Tüm ülke olarak uzun zamandır yaşamadığımız sıcaklarla bunalıyoruz. Ankara son 30 yılın en sıcak yazını yaşıyor.
Ve akıllara bundan tam 65 sene evveli geliyor. Asya kıtasının doğu ucunu tutan Japonya 1945'in bu zamanları en karanlık günlerini yaşıyordu.

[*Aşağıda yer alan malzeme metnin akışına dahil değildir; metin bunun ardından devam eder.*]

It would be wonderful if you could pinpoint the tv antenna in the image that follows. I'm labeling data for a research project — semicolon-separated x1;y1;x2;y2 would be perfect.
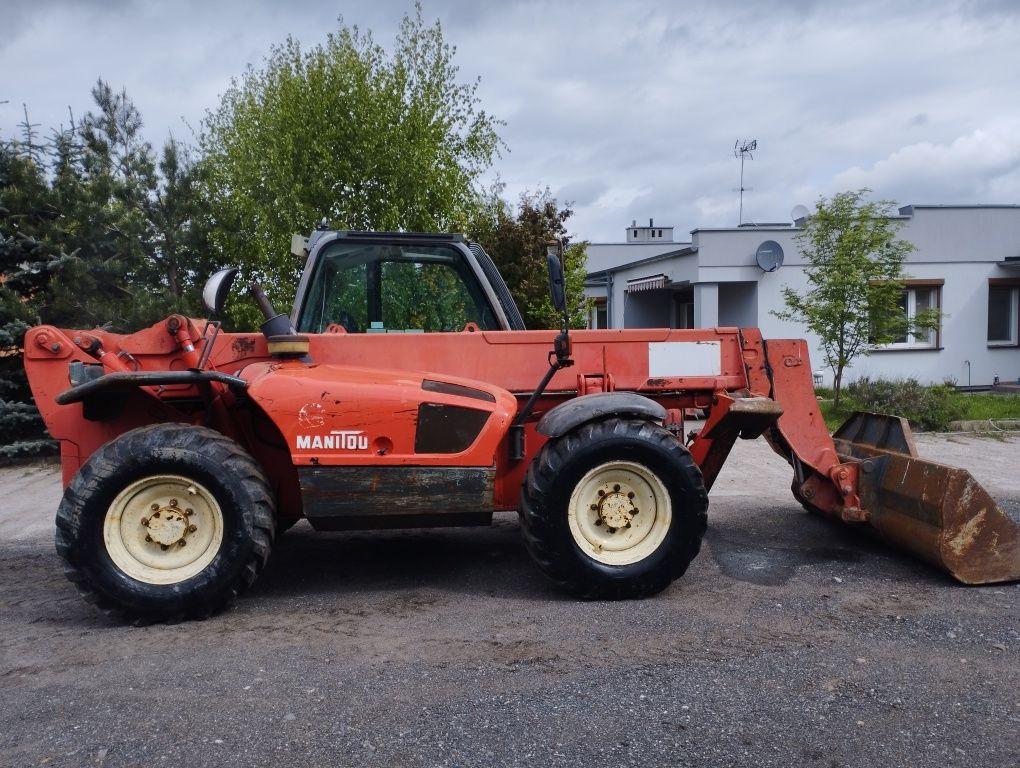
733;139;758;224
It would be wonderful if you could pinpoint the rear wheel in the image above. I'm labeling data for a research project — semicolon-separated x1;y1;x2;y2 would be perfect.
56;424;274;620
520;418;708;600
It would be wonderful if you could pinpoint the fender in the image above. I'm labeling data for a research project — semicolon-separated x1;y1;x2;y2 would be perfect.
537;392;666;438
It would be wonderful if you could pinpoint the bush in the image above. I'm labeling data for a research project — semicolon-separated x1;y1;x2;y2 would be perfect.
844;376;966;431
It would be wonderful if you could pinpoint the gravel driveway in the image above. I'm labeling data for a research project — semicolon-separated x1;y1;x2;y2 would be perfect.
0;436;1020;768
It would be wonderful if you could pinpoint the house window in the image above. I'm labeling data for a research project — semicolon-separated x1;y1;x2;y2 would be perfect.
882;280;942;350
988;284;1020;347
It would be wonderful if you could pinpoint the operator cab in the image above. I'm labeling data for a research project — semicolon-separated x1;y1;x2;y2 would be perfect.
292;231;523;334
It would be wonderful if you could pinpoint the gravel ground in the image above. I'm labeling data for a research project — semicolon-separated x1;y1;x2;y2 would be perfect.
0;436;1020;768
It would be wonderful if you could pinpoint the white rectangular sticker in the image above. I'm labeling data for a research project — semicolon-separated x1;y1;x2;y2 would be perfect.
648;342;722;378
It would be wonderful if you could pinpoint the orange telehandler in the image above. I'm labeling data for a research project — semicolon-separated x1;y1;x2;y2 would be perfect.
24;228;1020;620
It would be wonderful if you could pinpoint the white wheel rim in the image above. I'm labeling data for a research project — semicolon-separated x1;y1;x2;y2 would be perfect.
103;474;223;584
567;461;673;565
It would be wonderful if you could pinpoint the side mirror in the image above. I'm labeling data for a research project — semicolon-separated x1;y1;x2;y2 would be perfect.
202;266;238;317
546;253;567;312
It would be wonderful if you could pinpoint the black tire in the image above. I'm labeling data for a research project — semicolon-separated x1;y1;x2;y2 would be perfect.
519;418;708;600
56;423;275;621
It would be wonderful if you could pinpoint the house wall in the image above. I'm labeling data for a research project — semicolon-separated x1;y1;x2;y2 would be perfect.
583;206;1020;386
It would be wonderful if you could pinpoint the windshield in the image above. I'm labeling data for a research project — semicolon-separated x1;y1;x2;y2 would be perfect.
298;242;499;334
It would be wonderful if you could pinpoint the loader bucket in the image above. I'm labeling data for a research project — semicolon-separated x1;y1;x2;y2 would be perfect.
832;413;1020;584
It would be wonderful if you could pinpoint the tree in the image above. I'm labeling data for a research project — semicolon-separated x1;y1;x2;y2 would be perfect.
201;5;500;326
468;185;588;328
773;190;938;408
0;80;211;458
0;142;59;459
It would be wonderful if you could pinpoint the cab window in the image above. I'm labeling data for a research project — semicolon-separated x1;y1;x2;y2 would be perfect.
298;243;499;334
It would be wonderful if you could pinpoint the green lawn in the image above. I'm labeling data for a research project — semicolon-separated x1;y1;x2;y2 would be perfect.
818;390;1020;430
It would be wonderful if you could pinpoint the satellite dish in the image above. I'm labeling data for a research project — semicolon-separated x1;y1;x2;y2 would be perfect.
755;240;782;272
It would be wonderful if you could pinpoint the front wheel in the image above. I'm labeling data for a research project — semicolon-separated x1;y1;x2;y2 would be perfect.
520;418;708;600
56;423;275;620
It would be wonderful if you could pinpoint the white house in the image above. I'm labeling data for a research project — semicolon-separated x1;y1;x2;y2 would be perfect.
585;205;1020;387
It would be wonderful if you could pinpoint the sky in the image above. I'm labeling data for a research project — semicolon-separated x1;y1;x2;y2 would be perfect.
0;0;1020;242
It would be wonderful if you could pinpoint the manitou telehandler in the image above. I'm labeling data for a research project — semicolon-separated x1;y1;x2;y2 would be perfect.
24;228;1020;620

6 Ağustos'da Hiroşima kenti "Enola Gay" isimli uçak (ki bu pilotun annesinin ismiydi.) tarafından bombalanmış, Japonya'nın koşulsuz teslim olması istenmiş, ama İmparator Hirohito bu teklifi kabul etmemişti. Bu red üzerine 9 Ağustos günü "Fat Man" (Şişman Adam) isimli uçak bu kez Nagasaki semalarına ölüm çekirdeğini bıraktı.
![]() | |
9 Ağustos 1945, Nagasaki, Bombadan Oluşan Mantar |
14 Ağustos'ta Japonya teslim oldu.
Ve tarih bunları yazdı...
Peki "o an" ve sonrasında insanlar neler yaşadı?
40 lı derecelerde bezdiğimiz bu günlerden tam 65 yıl evvel Japonya'da insanlar ani bir sıcak hava dalgası ve 5000 dereceye kadar yükselen sıcaklık dolayısıyla adeta buharlaştılar. Bazısı ilk anda, bazıları ise yavaş yavaş, adeta eriyerek, acılar içinde can verdiler. Hasbelkader hayatta kalanlar ise tanıdıkları, tanımadıkları binlerce insanın gözleri önünde ölmelerini çaresizlik içinde seyrettiler.
Savaşın acıları zaten bomba bu topraklara düşmeden çok evvel dahil olmuştu Japon halkına. Pasifikte savaş başladığından beri açlık ve sefalet vatandaşlık koşulu haline gelmiş, var yok orduya gönderilir olmuştu.
Ve o bombalarla can verenlerin belki de büyük bir kısmının gözü arkada gitti. Yiyemedikleri bir parça pirinç topunun arzusu ve karınlarının gurultusu, şiddetli bir ölümle son buldu.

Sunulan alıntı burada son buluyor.